Bit of an overreaction
OK, I know we’re all a bit unhappy that the Kool Kid has gone and been replaced by [think of nickname] Shinzo Abe, but I do feel that Krazy Kim is taking it just a little bit too far, don’t you? I mean OK, you’re upset, maybe the Kid didn’t pop over to Pyongyang to say goodbye, but that doesn’t really seem to be much of a reason to start letting off nuclear devices, now does it?

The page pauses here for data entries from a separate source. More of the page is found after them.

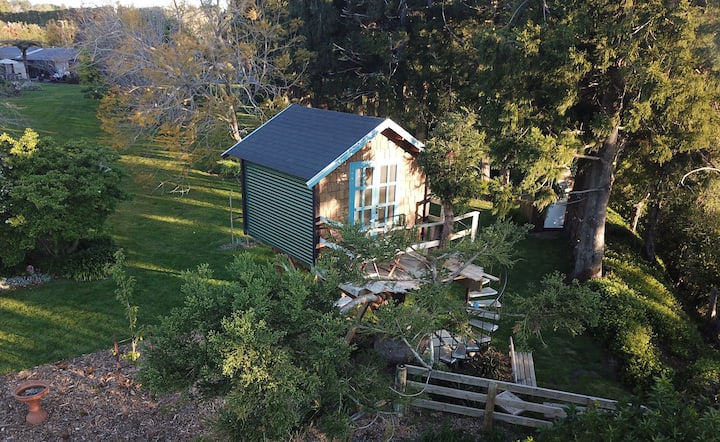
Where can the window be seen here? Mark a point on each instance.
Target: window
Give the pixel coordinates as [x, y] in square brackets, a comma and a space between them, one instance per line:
[373, 193]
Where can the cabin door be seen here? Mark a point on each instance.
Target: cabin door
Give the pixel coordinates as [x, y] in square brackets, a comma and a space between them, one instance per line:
[373, 193]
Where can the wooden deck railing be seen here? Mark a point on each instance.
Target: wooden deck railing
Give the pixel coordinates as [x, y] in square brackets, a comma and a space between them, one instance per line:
[491, 399]
[470, 231]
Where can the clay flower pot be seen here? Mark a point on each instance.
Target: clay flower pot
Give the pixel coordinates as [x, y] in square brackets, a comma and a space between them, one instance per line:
[30, 393]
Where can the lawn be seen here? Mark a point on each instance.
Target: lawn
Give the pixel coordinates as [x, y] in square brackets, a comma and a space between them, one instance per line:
[164, 234]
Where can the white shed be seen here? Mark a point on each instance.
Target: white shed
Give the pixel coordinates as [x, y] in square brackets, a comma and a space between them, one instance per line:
[12, 70]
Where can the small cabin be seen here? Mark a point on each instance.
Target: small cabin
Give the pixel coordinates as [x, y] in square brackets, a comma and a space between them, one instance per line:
[308, 164]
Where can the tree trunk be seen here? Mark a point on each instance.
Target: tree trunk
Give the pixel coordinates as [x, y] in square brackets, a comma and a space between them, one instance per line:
[588, 204]
[448, 215]
[651, 231]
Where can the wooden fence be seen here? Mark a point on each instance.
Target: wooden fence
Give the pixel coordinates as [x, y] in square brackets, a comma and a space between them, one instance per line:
[491, 399]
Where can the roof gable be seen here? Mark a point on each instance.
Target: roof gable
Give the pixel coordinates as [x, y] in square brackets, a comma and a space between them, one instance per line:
[309, 143]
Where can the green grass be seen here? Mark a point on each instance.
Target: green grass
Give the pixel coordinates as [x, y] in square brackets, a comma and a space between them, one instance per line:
[57, 110]
[162, 233]
[564, 362]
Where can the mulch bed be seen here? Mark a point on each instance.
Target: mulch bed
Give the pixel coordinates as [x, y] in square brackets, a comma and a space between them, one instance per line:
[91, 400]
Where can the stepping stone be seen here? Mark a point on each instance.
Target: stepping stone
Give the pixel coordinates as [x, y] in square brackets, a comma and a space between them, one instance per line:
[480, 313]
[484, 303]
[484, 293]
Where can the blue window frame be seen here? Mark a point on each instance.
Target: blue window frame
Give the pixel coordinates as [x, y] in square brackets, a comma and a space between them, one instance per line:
[373, 193]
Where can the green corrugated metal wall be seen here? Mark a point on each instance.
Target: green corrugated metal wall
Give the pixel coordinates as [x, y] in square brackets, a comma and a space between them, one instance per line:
[279, 211]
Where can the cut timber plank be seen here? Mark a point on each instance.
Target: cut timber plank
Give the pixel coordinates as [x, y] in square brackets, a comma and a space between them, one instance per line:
[352, 290]
[484, 303]
[487, 326]
[484, 293]
[510, 403]
[471, 271]
[480, 313]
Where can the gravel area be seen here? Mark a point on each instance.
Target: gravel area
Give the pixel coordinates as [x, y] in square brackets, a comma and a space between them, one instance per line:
[89, 400]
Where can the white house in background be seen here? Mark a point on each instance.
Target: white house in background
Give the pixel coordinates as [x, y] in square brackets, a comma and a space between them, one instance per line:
[47, 62]
[12, 70]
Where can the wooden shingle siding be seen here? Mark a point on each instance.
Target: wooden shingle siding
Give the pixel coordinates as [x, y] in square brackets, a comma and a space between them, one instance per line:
[334, 189]
[280, 212]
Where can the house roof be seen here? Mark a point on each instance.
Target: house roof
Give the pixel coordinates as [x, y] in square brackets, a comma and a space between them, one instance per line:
[309, 143]
[40, 54]
[52, 54]
[9, 52]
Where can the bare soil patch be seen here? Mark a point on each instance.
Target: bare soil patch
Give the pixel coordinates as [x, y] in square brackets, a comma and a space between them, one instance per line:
[89, 401]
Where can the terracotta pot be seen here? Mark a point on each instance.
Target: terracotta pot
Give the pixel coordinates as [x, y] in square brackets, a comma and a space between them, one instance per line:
[30, 393]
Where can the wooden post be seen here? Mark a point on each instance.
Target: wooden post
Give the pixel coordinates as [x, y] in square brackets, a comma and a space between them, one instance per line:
[490, 407]
[474, 225]
[712, 305]
[400, 384]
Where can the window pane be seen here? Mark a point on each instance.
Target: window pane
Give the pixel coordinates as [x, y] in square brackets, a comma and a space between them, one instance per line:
[381, 214]
[383, 174]
[368, 176]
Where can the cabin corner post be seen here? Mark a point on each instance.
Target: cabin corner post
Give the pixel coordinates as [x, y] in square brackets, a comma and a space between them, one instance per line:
[317, 225]
[244, 195]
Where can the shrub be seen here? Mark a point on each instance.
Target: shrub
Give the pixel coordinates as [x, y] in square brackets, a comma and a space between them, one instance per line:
[90, 263]
[663, 415]
[265, 342]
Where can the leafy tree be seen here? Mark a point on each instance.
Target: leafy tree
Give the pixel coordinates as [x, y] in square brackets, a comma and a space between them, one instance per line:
[53, 195]
[451, 160]
[272, 342]
[193, 79]
[408, 59]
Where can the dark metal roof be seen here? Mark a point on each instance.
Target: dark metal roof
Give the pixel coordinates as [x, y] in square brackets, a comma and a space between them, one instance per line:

As I say, I think Krazy Kim is just smarting because no one told him that the Kid had gone, not even the Kid himself, probably, so he’s just a little pissed by this so decided to throw some of his toys out of his pram. Hope he doesn’t through them quite as far as Tokyo, or indeed anywhere else in Japan, as that could cause one or two tensions. Of course the fact the eyes of the world have been drawn away from North Korea to the Middle East (most bits of it) probably doesn’t help [aside, hey, here’s a really annoying thing – I’m using Japanese Word to type this, which is fine, but every time I highlight something, or use the spell checker, it works but then decides that I am indeed stupid to be using Japanese Word to type in English so decides to go back to a much more useful script like Japanese. If anyone knows how to stop it doing that in xp, I’d be most grateful].
Otherwise it has been quite quiet in Japan, considering we have a new PM. Although he has said that he’s not going to do anything about the ropey old constitution, especially with regard to the imperial succession (note – I had a bit of a dig about the whole female succession thing last post and suggested that Japan was a bit behind. Whilst this is still true I then found out that Spain has a similar policy, so just goes to show that people are dumb all over the world) which caused a bit of a stir. He also said, though I haven’t seen it in the papers, that the plan to make English a compulsory primary school lesson was going to be axed as Japanese kids need to learn Japanese. I can see some sense in the second bit of that, but don’t understand what it has to do with the first bit – I mean, if that were true, best get rid of all subjects except for Japanese history, language, literature and patriotic citizenship lessons for kindergarten kids and upwards. Dimwits, the lot of ‘em.
Talking of dimwits, Tokyo Governor Shintaro Ishihara was in the news this week (Ishihara is great if you like racist, misogynist and other ~ist politicians, but he is also great if you want stuff to write about in a blog). In past Ishihara has come up with such gems as ‘watch out, if the big one hits Tokyo the rioting and looting will only be done by foreigners, so kick them out [nb he used the term ‘sangokujin’, rather than ‘gaikokujin’, which is to ‘foreigner’ what n**ger is to those of African-American descent i.e. rather insulting]; on the rape of Nanking by Japanese soldiers “They say we made a holocaust there, but that is not true. It is a lie made up by the Chinese”; and I have a strong suspicion he was the infamous one who said that birthrate would go up if the footy world cup came to Japan because the foreign fans would rape all the Japanese women they found (but I might be wrong in attributing that one to him, though someone did say it).
Anyway a year or two ago he passed a resolution that stated that all teachers at public (i.e. state run) schools, from primary through to high school, must stand and face the hinomaru, otherwise known as the flag of Japan, and sing Kimigayo, the national anthem, during school ceremonies. If the teachers failed to do this they could be reprimanded and sacked. This was, it appears, to make them better citizens, more patriotic and something else as well. So this was passed and not surprisingly a bunch of teachers didn’t do what they were told and were then reprimanded and/or sacked. But in an unusually un-Japanese move the teachers complained about it and took the Tokyo Government to court. Even more unusually, they won. Last week the Tokyo District court of somethingorother found that the rule passed by Ishihara was unconstitutional and that people cannot be forced to sing the national anthem if they don’t want to. Naturally this first of all really surprised Ishihara as I suspect he had paid awful lot of mon...[snip: we would prefer not to publish libelous comments on this blog – rude, yes; libelous, no] and secondly he was really pissed off about it, naturally, so has decided to appeal the ruling (at least I think he has, he was certainly mulling it). But for heaven’s sakes you shouldn’t be forcing people to do this – you can create a just and civilized society so that its citizens might be proud and want to sing the national anthem, but as soon as you start telling people they have to, well, best call Krazy Kim for some advice.
Oh, and found this link over at Ippoippo – if you haven’t seen it it is the interview Bill Clinton did on Fox News where he gets a little angry. So nice to a) hear an intelligent American (ex)president speak and b) for said intelligent American to have a right go at Fox. Enjoy.